Last Week’s Court Rulings from the Alberta Court of Queen’s Bench, Court of Appeal and SCC.
Magnus v Mason, 2020 ABCA 237
Condominium Unit Owner | Common Property
Laridae v. Co-operators, 2020 ONSC 2198
Duty to Defend | Enforceability of Exclusion Clauses
The Court of Appeal confirmed that an individual condominium unit owner can sue for deficiency to the common property, and that the Condominium Corporation does not have the exclusive right to sue with respect to common property.
In a case coming out of Ontario related to a date breach, the Court directed that the Insurer had a duty to defend its insured, and that the counsel retained did not have to report to the insurer.
The issue surrounded the data breach exclusion in the policy.
 Co-operators did not dispute that the relevant proceedings are covered under the coverage clauses of the two insurance policies but relies on the “data exclusion” provisions to deny a duty to defend. The parties agree that there is no jurisprudence on the proper interpretation of data exclusion clauses.

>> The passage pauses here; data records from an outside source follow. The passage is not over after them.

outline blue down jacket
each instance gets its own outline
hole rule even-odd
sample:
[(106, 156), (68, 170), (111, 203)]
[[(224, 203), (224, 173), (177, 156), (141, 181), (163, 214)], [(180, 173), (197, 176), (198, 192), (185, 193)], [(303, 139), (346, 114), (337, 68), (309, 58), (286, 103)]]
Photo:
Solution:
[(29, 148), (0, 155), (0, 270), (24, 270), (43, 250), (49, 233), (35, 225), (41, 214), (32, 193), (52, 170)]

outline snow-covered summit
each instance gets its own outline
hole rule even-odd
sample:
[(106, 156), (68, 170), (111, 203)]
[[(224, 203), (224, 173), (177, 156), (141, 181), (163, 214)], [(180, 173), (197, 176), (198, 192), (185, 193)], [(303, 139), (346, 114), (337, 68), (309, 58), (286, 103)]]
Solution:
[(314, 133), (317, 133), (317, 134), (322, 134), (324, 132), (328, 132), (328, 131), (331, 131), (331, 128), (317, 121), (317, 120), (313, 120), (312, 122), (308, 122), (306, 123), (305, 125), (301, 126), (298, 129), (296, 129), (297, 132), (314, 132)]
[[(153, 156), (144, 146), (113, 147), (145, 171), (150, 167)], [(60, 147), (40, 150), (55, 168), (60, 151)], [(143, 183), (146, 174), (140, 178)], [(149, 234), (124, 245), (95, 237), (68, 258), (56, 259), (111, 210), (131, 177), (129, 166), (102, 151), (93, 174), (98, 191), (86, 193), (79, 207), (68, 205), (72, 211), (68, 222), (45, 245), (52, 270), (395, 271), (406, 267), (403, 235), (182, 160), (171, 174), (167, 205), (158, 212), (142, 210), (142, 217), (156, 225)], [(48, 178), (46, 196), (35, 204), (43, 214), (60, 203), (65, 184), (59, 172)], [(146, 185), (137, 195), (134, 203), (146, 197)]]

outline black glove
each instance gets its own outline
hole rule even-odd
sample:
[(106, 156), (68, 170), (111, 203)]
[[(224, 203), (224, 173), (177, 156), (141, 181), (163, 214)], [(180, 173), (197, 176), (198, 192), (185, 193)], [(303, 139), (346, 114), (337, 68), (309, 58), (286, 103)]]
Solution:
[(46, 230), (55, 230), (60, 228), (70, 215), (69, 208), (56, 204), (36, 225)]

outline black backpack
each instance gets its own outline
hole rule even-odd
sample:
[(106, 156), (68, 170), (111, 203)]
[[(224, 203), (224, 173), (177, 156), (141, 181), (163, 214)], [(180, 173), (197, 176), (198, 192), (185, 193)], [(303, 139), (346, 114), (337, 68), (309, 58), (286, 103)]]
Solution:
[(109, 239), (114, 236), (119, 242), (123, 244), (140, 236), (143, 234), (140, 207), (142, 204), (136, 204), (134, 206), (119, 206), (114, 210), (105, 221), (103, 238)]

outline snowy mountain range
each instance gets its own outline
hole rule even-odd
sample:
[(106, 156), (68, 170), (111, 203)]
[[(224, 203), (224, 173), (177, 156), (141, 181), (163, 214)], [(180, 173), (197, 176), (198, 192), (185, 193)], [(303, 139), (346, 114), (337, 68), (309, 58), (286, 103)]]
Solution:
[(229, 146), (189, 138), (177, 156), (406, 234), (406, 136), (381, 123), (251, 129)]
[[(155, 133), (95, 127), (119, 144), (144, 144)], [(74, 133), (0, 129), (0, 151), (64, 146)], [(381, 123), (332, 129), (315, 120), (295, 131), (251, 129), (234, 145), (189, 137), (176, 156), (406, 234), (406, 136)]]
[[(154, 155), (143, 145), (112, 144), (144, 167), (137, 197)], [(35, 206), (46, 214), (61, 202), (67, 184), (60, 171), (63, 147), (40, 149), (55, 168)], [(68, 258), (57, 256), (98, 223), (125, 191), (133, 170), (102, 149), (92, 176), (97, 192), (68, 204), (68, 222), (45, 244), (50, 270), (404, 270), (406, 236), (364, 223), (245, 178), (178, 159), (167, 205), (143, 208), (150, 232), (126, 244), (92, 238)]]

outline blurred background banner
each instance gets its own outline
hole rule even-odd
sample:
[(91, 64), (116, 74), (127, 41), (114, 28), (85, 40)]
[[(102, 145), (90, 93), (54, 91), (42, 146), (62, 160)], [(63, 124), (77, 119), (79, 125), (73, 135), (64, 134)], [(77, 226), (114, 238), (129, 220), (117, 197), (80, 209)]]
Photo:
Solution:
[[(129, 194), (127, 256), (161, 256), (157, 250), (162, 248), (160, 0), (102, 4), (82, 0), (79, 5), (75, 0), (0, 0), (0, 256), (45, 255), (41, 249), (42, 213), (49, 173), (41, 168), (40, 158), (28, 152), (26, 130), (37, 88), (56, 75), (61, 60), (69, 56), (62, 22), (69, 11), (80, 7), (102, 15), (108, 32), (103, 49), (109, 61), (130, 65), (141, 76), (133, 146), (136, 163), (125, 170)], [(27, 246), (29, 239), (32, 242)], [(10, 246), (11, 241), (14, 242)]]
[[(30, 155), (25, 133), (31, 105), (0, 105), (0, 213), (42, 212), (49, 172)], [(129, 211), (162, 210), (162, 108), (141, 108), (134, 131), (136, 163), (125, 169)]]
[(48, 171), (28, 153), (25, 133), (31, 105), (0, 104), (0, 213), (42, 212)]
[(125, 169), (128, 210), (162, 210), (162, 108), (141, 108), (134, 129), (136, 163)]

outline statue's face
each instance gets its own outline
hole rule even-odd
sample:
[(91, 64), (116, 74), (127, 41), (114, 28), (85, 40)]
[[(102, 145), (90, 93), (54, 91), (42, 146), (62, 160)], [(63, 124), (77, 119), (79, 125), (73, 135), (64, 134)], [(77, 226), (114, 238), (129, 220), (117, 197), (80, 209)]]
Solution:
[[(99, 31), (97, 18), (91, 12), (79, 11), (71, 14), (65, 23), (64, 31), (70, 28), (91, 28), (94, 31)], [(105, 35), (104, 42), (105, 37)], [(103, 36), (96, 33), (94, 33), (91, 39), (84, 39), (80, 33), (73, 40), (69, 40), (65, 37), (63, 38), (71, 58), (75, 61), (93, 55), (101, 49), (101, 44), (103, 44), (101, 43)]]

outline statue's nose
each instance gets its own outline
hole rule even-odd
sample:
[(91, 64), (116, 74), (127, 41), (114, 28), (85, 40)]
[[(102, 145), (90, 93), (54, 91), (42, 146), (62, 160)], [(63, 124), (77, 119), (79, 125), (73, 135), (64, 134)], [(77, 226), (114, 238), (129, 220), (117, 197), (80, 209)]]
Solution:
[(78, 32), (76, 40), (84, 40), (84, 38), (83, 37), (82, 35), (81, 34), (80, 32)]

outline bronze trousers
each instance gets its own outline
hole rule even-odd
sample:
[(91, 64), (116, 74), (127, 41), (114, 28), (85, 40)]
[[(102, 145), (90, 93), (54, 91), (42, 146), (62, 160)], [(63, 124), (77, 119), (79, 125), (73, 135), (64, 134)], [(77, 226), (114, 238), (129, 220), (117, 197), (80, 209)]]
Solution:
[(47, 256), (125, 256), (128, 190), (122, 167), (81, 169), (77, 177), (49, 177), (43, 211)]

The Insured argued that broadly worded exclusion clauses which have the effect of nullifying the insurance paid for should not be enforced if enforcing them would run contrary to the reasonable expectations of the party purchasing insurance:
 Co-Operators has the burden of proving that the substance of the claims in this litigation clearly fall within the data exclusion clauses. The insureds make submissions regarding the enforceability of these data exclusion clauses. They rely on the argument that the courts will not enforce exclusion clauses which have the effect of nullifying the insurance which the insurer undertook to provide. They submit that Co-operators should not provide general coverage but rely on broadly worded exclusions which would have the effect of eliminating the coverage which it contracted to provide. It is submitted that this is an important issue on these Applications and that a court should not determine this issue in a “duty to defend” application, where such data exclusion clauses have not yet been judicially considered by our courts. I agree that such a novel interpretive issue should be considered on a full record and not in these Applications.
 The insureds submit that the interpretation of the exclusionary clause, as emphasized by Co-operators, is not conclusive in determining whether Co-operators has a duty to defend. As a result of imbalance of negotiating power as between insureds and insurers, interpretive principles have been developed to protect consumers of insurance policies. One of these most fundamental principles is that literal meanings of the policy should not be applied if it would render an unrealistic result wherein coverage provided by the insurance is virtually nullified or would be contrary to the reasonable expectations of the parties at the time the policy was concluded. Courts are to examine the terms of the policy considering the surrounding circumstances in order to determine the intent of the parties and the scope of their understanding.
 Further, the insureds submit that exclusion clauses should not be enforced, if enforcement would be inconsistent with the main purpose of the insurance coverage, and where it would be contrary to the reasonable expectations of the ordinary person who purchased coverage. The Data Exclusion Clauses would nullify coverage for a significant portion of the services provided by Laridae. The insureds argue that Laridae’s business is to create and handle “data” as that term is defined in the Policies. Such data is routinely “distributed” or “displayed” using the internet or similar forms of technology. It would not make commercial sense that Co-Operators be permitted to sell comprehensive insurance policies and rely on “Data Exclusion” clauses that are so broad that they have the effect of nullifying virtually all the coverage which the insurer contracted to provide.
 Most importantly, it is argued that it can not be that such an effect would have been within the parties’ reasonable expectations.
The Court determined that there was a duty to defend on the following basis:
 I agree that until the courts have had an opportunity to adjudicate the complex issues raised by these broadly worded data exclusion clauses, it would be improper for this court, having regard to present jurisprudence to uphold Co-operators’ denial of a duty to defend. Further, I can not find on these Applications that Co-operators has shown that there is no possibility of coverage. I find that Co-Operators has not discharged its onus of establishing that the substance of the Claims clearly fall within the Data Exclusion Clauses and that there is no possibility of coverage under the Policies. Rather, in addition to the issue of the interpretation of the data exclusion clauses, it is apparent that there are claims and allegations in the Class Proceeding and the Third-Party Claim that would not excluded by the Data Exclusion Clauses. As there is at least some possibility that the Claims are covered under the Policies, I find that Co-Operators owes a duty to defend Laridae and FCS.
Interestingly, the Court ordered that if there is a conflict of interest between the Insureds, the Insurer would need to fund independent counsel who do not report to the Insurer:
 The Applications of Laridae and FCS are therefore granted, with the Court declaring that Co-operators has a duty to defend Laridae in the Third-Party Claim and a duty to defend FCS in the Class Proceeding. With that duty to defend, if there is a conflict of interest, due to competing interests as between the insureds Laridae and FCS, Co-operators must fund each defence with independent counsel, which does not report to Co-operators. The Court declares that Co-operators has the obligation to reimburse these Applicants for all their reasonable defence fees incurred after the date that their demand for a defence was made. There was no evidence presented or submissions made, on the amount of these costs. Co-operators Application is therefore dismissed.